GBH Radio continues to offer four hours of local programming each weekday — “Boston Public Radio,” a talk and interview show hosted by Jim Braude and Margery Eagan, from 11 a.m. to 2 p.m., and “The Culture Show” from 2 to 3 p.m.

The end of “Radio Boston” won’t result in any layoffs, according to the station, as the folks who worked on that show will be reassigned to pumping up the local segments on NPR’s two national drive-time programs, “Morning Edition” and “All Things Considered.”

Alden’s tin cup

Alden Global Capital, the hedge-fund newspaper owner that has decimated community journalism from Lowell, Massachusetts, to Denver to San Jose, is trying something new: asking readers to give them money in order to offset some of the newsroom cuts they’ve made.

An alert Media Nation reader passed along an appeal sent to readers of Alden’s South Florida Sun Sentinel, asking for tax-deductible gifts to the nonprofit Florida Press Foundation‘s Community News Fund. The foundation appears to be legit, but it’s hard to imagine why they would agree to help prop up a paper that’s been slashed by its hedge-fund owner.

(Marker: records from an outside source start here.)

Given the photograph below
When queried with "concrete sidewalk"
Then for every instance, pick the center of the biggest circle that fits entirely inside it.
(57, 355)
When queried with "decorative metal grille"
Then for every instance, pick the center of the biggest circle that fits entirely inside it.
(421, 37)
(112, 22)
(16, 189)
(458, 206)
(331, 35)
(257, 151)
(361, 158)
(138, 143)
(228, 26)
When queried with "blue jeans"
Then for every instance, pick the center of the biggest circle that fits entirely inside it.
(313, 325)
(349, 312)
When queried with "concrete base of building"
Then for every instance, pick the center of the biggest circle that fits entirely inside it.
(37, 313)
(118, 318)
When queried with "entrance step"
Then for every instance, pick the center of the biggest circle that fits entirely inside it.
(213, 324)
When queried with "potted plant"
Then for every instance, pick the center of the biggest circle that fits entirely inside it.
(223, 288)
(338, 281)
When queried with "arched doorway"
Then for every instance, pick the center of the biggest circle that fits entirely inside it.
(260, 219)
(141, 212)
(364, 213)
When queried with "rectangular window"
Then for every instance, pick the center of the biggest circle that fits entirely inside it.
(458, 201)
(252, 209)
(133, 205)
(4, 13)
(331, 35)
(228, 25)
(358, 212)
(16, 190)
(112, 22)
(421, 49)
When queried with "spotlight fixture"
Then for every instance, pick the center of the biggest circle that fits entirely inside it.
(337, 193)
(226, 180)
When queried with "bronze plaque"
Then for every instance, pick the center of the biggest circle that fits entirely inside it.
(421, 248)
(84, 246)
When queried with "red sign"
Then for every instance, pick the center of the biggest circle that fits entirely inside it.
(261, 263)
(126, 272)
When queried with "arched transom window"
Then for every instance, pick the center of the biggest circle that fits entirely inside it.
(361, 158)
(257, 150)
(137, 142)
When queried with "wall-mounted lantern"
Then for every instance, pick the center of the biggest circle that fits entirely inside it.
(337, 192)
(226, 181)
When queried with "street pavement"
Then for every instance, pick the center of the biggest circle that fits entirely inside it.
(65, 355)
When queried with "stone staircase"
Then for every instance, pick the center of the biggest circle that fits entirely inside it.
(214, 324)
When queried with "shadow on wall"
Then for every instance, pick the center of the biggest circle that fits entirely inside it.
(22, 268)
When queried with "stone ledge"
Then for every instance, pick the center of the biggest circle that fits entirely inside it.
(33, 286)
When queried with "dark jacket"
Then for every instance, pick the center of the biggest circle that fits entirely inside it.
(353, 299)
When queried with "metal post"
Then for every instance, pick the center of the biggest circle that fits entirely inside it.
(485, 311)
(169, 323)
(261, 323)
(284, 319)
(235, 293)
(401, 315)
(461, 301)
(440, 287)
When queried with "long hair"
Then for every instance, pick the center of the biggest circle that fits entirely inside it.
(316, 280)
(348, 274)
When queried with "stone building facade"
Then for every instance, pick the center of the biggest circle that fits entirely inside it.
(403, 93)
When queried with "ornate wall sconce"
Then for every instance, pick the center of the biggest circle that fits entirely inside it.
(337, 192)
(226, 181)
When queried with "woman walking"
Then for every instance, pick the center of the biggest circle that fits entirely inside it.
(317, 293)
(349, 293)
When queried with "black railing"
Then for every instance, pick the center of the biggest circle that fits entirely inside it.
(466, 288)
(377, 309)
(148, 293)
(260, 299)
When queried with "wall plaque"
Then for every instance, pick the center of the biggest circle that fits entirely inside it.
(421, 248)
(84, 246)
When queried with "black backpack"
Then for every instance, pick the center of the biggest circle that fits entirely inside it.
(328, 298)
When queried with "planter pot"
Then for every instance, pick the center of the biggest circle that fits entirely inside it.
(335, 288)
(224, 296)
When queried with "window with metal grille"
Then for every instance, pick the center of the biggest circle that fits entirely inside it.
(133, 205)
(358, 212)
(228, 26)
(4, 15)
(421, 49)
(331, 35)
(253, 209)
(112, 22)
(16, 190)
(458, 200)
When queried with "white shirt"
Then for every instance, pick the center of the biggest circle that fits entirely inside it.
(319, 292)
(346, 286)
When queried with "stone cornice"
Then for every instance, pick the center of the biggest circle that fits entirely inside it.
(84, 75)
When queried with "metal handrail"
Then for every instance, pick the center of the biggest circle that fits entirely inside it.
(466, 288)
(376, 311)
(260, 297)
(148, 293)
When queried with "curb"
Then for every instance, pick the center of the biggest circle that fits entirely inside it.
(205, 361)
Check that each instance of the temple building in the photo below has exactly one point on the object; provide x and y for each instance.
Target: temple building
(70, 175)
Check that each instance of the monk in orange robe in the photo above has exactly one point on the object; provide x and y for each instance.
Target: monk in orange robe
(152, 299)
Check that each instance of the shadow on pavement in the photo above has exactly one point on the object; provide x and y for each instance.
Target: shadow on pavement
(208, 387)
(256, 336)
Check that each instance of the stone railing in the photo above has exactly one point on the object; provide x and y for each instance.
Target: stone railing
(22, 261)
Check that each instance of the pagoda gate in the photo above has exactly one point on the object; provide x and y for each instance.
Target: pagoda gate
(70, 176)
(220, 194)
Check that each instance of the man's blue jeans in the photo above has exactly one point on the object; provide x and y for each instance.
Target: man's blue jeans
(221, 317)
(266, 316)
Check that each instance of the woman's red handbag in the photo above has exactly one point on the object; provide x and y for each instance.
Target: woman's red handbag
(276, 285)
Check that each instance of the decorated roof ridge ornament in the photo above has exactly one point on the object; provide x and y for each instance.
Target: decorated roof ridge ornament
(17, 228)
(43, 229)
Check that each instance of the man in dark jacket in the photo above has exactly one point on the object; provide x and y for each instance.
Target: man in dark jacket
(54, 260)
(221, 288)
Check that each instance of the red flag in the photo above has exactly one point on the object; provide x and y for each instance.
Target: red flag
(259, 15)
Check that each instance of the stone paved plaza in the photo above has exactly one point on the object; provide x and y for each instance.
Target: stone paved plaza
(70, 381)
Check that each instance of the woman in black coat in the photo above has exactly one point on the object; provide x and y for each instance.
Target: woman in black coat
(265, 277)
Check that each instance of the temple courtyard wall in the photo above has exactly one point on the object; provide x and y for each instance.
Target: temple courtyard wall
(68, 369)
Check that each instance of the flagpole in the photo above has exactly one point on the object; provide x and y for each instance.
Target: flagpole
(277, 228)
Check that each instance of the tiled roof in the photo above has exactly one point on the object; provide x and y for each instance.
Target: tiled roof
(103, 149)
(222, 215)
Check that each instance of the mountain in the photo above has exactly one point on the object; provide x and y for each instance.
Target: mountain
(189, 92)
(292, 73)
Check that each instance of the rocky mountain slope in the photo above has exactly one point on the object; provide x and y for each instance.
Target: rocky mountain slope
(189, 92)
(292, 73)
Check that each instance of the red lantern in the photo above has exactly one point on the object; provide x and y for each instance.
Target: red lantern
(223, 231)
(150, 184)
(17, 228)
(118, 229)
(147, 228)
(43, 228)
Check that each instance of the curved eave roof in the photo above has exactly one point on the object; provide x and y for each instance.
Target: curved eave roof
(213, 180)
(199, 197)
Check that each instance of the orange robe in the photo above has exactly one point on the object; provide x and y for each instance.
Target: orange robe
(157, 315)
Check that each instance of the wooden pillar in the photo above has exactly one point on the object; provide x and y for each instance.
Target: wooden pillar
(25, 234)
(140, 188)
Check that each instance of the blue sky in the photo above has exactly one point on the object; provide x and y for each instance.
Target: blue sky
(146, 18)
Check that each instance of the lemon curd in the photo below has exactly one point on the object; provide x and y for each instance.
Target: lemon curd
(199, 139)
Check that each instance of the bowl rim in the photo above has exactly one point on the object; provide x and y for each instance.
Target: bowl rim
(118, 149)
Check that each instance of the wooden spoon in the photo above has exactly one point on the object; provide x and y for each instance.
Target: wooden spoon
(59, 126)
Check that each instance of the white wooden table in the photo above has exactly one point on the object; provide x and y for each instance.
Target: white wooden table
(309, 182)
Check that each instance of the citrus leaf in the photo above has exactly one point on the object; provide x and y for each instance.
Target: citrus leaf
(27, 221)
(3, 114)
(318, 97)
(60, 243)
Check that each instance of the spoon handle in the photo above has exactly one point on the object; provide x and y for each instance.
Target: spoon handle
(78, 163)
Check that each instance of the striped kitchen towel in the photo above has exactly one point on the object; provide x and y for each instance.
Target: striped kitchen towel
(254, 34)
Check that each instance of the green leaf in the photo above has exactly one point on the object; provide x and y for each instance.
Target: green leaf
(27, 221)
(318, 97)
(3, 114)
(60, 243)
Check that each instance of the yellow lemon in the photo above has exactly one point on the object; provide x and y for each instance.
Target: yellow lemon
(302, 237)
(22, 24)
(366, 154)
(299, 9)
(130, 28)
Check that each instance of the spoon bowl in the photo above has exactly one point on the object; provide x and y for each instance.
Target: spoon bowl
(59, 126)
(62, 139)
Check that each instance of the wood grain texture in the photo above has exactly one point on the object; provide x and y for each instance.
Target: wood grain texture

“Alden Capital is surrounded by small independents that continue to eat into their circulation area,” my informant says. “Key Biscayne Independent, the Bulldog Reporter, Florida Phoenix, Coastal Star … are just a few of the ‘independents’ started by former journalists to fill the news desert. Everyone competes for donations. So when a Wall Street PE [private equity] firm solicits for limited resources, they are actually starving their competition. I think this is sad and something that may be a harbinger of what’s to come under the new transactional administration.”

If you see any other examples of rattling the tin cup at papers owned by corporate chains, please let me know.